Contrasting aggregation across three different spatial resolutions
Now let’s compare the performance of cnefe_counts() when
aggregating CNEFE address points at different H3 resolutions for the
same city.
h3_res <- c(7,9,11)
# Benchmark DuckDB backend
time_duckdb_h3 <- sapply(
h3_res,
function(i){
system.time({
result_duckdb_h3 <- cnefe_counts(
code_muni = cod_ctb,
polygon_type = "hex",
h3_resolution = i,
backend = "duckdb",
verbose = FALSE
)
})
}
)
# Benchmark pure-R backend
time_r_h3 <- sapply(
h3_res,
function(i){
system.time({
result_duckdb_h3 <- cnefe_counts(
code_muni = cod_ctb,
polygon_type = "hex",
h3_resolution = i,
backend = "r",
verbose = FALSE
)
})
}
)
# Results
benchmark_results_h3 <- data.frame(
h3_res = rep(c(7,9,11),2),
backend = rep(c("Pure R","DuckDB"), each = 3),
time_seconds = c(time_r_h3["elapsed",], time_duckdb_h3["elapsed",])
)Visualization
ggplot(benchmark_results_h3
|> mutate(
h3_res = as.factor(h3_res),
backend = factor(backend, levels = c("Pure R", "DuckDB"))
),
aes(x = h3_res, y = time_seconds, fill = backend)) +
geom_col(width = 0.6, position = position_dodge(width = 0.6)) +
geom_text(
aes(label = sprintf("%.2f s", time_seconds)),
position = position_dodge(width = 0.6),
vjust = -0.6,
size = 3
) +
scale_fill_manual(values = c("Pure R" = "#E74C3C", "DuckDB" = "#2C3E50")) +
scale_y_continuous(expand = expansion(mult = c(0, 0.08))) +
labs(
title = "Performance comparison: DuckDB vs Pure R",
subtitle = "(different spatial resolutions)",
y = "Execution time (seconds)",
fill = "Backend",
x = "H3 resolution"
) +
theme_minimal(base_size = 13) +
theme(
plot.title = element_text(face = "bold", size = 15, hjust = 0.5),
plot.subtitle = element_text(hjust = 0.5),
panel.grid.major.y = element_blank(),
)
Note: At finer H3 resolutions the hexagons are much smaller, so the H3 point-to-cell indexing — which both backends ultimately delegate to the same underlying H3 C library — dominates the total runtime.
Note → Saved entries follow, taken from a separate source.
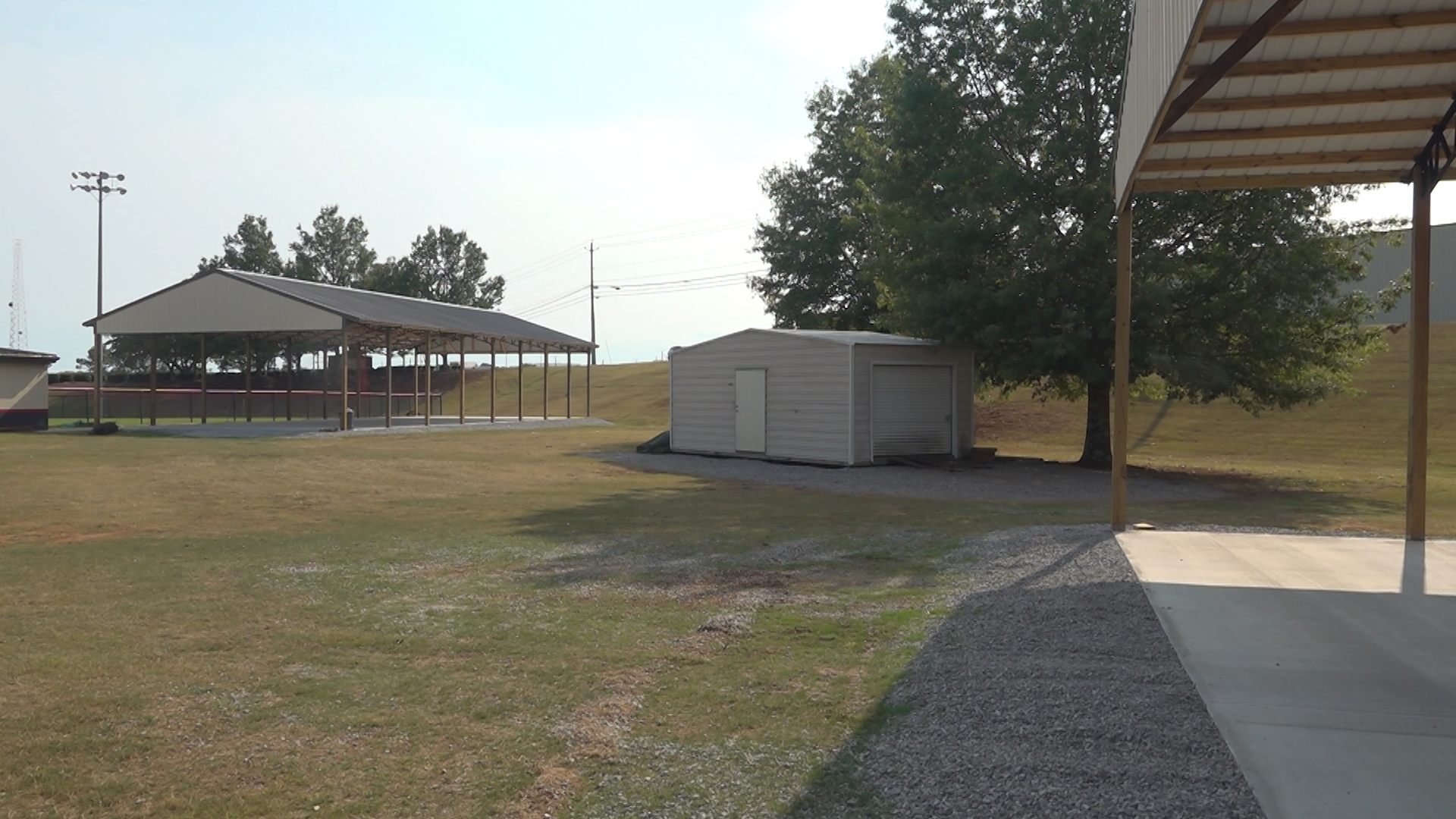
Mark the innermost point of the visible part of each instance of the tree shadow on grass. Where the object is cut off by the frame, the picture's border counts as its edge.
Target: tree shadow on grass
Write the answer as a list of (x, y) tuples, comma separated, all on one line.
[(1049, 691)]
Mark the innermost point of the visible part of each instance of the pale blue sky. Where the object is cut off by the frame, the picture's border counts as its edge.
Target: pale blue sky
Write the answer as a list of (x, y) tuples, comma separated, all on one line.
[(533, 126)]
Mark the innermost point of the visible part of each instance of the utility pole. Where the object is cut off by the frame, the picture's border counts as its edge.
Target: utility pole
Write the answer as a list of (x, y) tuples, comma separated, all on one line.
[(592, 354), (99, 190), (18, 333)]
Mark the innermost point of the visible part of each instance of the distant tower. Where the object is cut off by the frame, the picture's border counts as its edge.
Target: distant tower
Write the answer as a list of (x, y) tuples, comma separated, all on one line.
[(18, 335)]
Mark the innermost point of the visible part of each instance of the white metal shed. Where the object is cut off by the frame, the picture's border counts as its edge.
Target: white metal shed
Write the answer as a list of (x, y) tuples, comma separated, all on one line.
[(821, 397), (24, 390)]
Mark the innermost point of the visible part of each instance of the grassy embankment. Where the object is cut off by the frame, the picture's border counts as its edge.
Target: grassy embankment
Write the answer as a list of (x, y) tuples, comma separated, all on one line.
[(491, 624)]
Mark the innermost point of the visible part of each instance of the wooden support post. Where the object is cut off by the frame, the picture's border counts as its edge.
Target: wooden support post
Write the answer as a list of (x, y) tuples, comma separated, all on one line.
[(287, 403), (202, 414), (344, 378), (389, 379), (428, 368), (1417, 428), (248, 376), (1123, 331), (153, 371)]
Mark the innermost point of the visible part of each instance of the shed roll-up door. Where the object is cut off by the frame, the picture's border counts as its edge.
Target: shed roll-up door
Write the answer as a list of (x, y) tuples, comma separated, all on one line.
[(910, 410)]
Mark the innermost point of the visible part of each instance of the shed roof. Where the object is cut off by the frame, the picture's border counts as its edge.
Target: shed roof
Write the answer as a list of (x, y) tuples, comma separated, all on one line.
[(846, 337), (348, 305), (1241, 93), (12, 354)]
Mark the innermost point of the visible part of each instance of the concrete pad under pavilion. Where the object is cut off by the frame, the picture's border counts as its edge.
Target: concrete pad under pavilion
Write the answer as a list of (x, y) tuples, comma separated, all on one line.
[(1329, 664)]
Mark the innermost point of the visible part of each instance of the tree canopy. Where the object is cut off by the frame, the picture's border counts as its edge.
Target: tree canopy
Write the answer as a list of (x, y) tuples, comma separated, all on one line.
[(960, 188)]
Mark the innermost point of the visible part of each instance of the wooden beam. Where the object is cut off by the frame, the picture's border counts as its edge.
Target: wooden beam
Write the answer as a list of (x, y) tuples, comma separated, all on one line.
[(1285, 101), (1338, 25), (1270, 181), (1282, 159), (1123, 335), (1225, 61), (1320, 64), (1420, 333), (1299, 131)]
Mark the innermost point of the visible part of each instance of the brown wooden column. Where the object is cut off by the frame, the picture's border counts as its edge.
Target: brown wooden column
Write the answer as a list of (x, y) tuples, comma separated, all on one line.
[(389, 379), (1123, 331), (428, 368), (344, 378), (248, 376), (202, 414), (153, 371), (1417, 428)]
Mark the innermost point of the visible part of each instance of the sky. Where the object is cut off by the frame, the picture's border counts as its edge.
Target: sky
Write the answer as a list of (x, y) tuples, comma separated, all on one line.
[(535, 127)]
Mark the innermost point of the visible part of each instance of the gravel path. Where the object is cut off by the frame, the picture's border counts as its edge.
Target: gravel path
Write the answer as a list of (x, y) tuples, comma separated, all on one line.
[(1050, 691), (1006, 482)]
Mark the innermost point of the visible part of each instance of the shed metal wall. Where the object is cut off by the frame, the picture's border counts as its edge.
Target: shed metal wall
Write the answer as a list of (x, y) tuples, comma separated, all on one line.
[(1161, 36), (807, 395), (962, 359), (1389, 261)]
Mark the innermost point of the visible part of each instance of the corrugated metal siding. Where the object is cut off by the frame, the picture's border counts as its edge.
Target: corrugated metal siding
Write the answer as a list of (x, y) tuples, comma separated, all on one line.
[(960, 359), (1391, 261), (807, 395), (1161, 31), (910, 410)]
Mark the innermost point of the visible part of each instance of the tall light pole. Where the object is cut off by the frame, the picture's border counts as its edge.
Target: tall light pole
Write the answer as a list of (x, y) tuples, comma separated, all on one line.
[(99, 190)]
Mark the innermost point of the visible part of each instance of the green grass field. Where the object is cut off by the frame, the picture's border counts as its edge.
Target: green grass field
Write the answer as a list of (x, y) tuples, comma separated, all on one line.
[(492, 624)]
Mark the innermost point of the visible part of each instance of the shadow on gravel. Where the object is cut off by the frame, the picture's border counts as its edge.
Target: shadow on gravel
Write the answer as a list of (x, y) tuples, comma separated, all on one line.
[(1052, 691)]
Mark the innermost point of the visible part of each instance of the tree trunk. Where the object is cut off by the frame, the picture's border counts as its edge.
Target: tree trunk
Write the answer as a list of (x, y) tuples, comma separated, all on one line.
[(1097, 447)]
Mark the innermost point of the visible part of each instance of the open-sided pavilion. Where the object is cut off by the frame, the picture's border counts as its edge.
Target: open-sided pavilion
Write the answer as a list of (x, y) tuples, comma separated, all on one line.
[(289, 312), (1248, 93), (1326, 662)]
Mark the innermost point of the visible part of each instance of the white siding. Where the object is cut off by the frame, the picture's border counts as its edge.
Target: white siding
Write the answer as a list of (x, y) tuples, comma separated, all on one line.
[(807, 395), (218, 303), (24, 385), (1161, 36), (962, 359)]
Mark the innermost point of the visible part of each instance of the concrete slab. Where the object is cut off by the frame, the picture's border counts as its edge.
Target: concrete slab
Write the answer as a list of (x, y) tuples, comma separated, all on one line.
[(1329, 664)]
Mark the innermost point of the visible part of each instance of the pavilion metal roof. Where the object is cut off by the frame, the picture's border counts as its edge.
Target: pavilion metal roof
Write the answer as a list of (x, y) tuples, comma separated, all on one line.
[(364, 309), (1241, 93)]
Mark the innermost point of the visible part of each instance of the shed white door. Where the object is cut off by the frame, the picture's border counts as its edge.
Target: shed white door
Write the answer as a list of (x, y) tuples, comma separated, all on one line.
[(750, 410), (910, 410)]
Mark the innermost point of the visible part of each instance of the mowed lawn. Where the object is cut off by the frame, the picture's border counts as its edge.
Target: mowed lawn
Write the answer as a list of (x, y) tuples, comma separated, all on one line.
[(495, 624)]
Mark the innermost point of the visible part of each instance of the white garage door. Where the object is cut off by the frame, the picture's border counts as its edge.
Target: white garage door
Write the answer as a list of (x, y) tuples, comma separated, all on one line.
[(910, 410)]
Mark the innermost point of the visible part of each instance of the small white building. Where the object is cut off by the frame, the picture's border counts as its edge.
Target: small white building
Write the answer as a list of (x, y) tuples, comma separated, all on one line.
[(821, 397), (25, 390)]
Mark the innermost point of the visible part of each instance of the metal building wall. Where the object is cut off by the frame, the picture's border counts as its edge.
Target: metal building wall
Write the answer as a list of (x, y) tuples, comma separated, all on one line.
[(1391, 261), (807, 395), (867, 356), (1161, 36)]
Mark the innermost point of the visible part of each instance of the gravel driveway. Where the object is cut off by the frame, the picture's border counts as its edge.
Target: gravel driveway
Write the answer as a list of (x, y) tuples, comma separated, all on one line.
[(1027, 482), (1050, 691)]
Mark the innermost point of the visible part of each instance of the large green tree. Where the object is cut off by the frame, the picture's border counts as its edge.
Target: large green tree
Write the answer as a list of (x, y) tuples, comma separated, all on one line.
[(441, 265), (973, 162), (335, 251)]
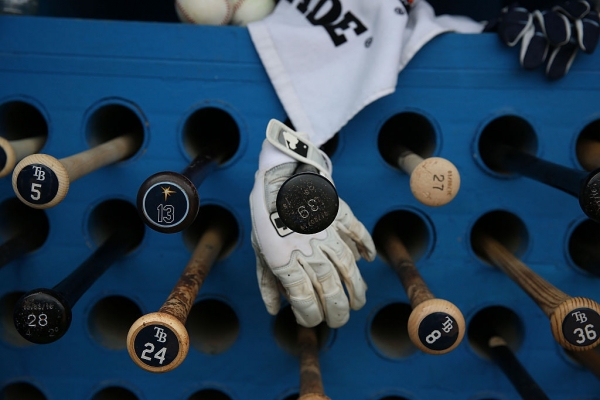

Because DuckDB still pays a fixed overhead to initialize the connection, load extensions, and materialize data into its in-memory store, the relative advantage shrinks as the actual computation becomes lighter per cell. At resolution 11 this overhead can even offset DuckDB’s gains, making the pure-R backend competitive or faster.
Conclusions
The DuckDB backend is consistently faster than the pure-R implementation, and the processing time depends on:
- City size (number of CNEFE addresses):
# Computing speedup for each city
speedups_cities <- benchmark_results_cities |>
group_by(city) |>
summarize(
speedup = time_seconds[backend == 'Pure R']/time_seconds[backend == 'DuckDB']
)
# Formatting output table
speedups_cities |>
mutate(
city = factor(city, levels = c("Vitória da Conquista", "Curitiba", "São Paulo")),
n_points = c("~900,000", "~5,700,000", "~200,000")[match(city, c("Curitiba", "São Paulo", "Vitória da Conquista"))],
speedup = round(speedup, 2)
) |>
arrange(city) |>
select(city, n_points, speedup) |>
## Improved table output with kableExtra package:
kbl() |>
kable_styling()| city | n_points | speedup |
|---|---|---|
| Vitória da Conquista | ~200,000 | 1.53 |
| Curitiba | ~900,000 | 4.40 |
| São Paulo | ~5,700,000 | 13.08 |
- Resolution of spatial units where CNEFE addresses are counted:
# Computing speedup for each H3 resolution
speedups_h3 <- benchmark_results_h3 |>
group_by(h3_res) |>
summarize(
speedup = time_seconds[backend == 'Pure R']/time_seconds[backend == 'DuckDB']
)
# Formatting output table
speedups_h3 |>
mutate(
avg_hex_area_m2 = c(5161293.36, 105332.51, 2149.64)[match(h3_res, c(7, 9, 11))],
speedup = round(speedup, 2)
) |>
select(h3_res, avg_hex_area_m2, speedup) |>
## Improved table output with kableExtra package:
kbl() |>
kable_styling()| h3_res | avg_hex_area_m2 | speedup |
|---|---|---|
| 7 | 5161293.36 | 5.38 |
| 9 | 105332.51 | 3.46 |
| 11 | 2149.64 | 1.31 |
Recommendation: Use the DuckDB backend (default) for
best performance. The pure R backend (backend = "r") is
available only if you cannot install DuckDB in your environment.